In today's world where other cultures are being tapped to a greater extent than ever before, the processes of mixing and matching are especially relevant in making sense of Russia. Not only do borrowing and assimilation, interaction between the familiar and the alien, constitute a venerable tradition in Russian culture, but during the two last post-Soviet decades a notable Western influence has become apparent.
This book provides means for understanding Russianness in this new situation. By bringing together Russian and Western, eminent and younger scholars it provides insights both from inside and outside. By extending its perspectives to three fields - linguistics, cultural studies, and social sciences - it covers different dimensions of creative misunderstandings, hybrids, tensions and other modes of adaptation in the Russian culture. By offering concrete case studies it avoids easy stereotypes, deconstructs clichés, problematizes accepted truths, and identifies points of interaction between Russia and the West.
About the Author: Risto Alapuro is Professor Emeritus of Sociology at the University of Helsinki, Finland, and the head of the Helsinki Research Group for Political Sociology. His recent publications include the co-edited volumes Beyond Post-Soviet Transition: Micro Perspectives on Challenge and Survival in Russia and Estonia (2004), Nordic Associations in a European Perspective (2010), and Political Theory and Community Building in Post-Soviet Russia (2011).
Arto Mustajoki is Professor of Russian Language and Literature at the University of Helsinki, Finland. His research interests include functional syntax, features of contemporary Russian, corpus based research, intercultural communication, and identities. He has published seven books and over eighty related research articles.
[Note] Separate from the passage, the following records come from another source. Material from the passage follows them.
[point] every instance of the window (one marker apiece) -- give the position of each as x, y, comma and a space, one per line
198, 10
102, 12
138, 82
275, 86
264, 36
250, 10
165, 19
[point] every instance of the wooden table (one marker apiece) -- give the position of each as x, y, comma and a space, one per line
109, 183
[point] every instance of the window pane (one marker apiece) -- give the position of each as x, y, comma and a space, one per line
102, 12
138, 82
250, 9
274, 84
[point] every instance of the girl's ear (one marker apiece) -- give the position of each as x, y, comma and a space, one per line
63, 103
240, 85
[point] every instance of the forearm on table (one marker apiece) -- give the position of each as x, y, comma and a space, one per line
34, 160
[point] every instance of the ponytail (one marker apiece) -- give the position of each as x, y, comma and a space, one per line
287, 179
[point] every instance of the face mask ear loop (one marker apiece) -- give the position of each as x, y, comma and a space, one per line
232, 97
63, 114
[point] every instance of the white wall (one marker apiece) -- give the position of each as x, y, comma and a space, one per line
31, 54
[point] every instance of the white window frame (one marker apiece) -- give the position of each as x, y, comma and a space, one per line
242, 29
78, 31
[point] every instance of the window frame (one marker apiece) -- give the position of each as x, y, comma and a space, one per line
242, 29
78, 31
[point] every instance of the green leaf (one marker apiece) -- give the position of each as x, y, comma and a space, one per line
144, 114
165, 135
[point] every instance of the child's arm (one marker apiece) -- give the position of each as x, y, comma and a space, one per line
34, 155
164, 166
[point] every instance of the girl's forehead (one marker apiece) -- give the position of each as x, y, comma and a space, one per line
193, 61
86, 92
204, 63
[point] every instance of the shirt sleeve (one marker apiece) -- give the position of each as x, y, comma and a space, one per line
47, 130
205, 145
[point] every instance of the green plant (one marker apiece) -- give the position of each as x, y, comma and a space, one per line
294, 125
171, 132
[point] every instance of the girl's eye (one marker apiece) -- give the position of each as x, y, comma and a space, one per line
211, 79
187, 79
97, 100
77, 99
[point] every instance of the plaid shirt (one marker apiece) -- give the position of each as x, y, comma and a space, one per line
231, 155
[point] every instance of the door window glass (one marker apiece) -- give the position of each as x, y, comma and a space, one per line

Pekka Pesonen is Professor Emeritus of Russian Literature at the University of Helsinki, Finland, and the head of several international research projects including Modernism and Postmodernism in Russian Literature and Culture, and St. Petersburg/Leningrad: History--Narration--Present. Among his research interests are Russian literature and culture (especially modernism and postmodernism), and cultural semiotics. He has published three monographs, eighteen edited books, and about one hundred research articles.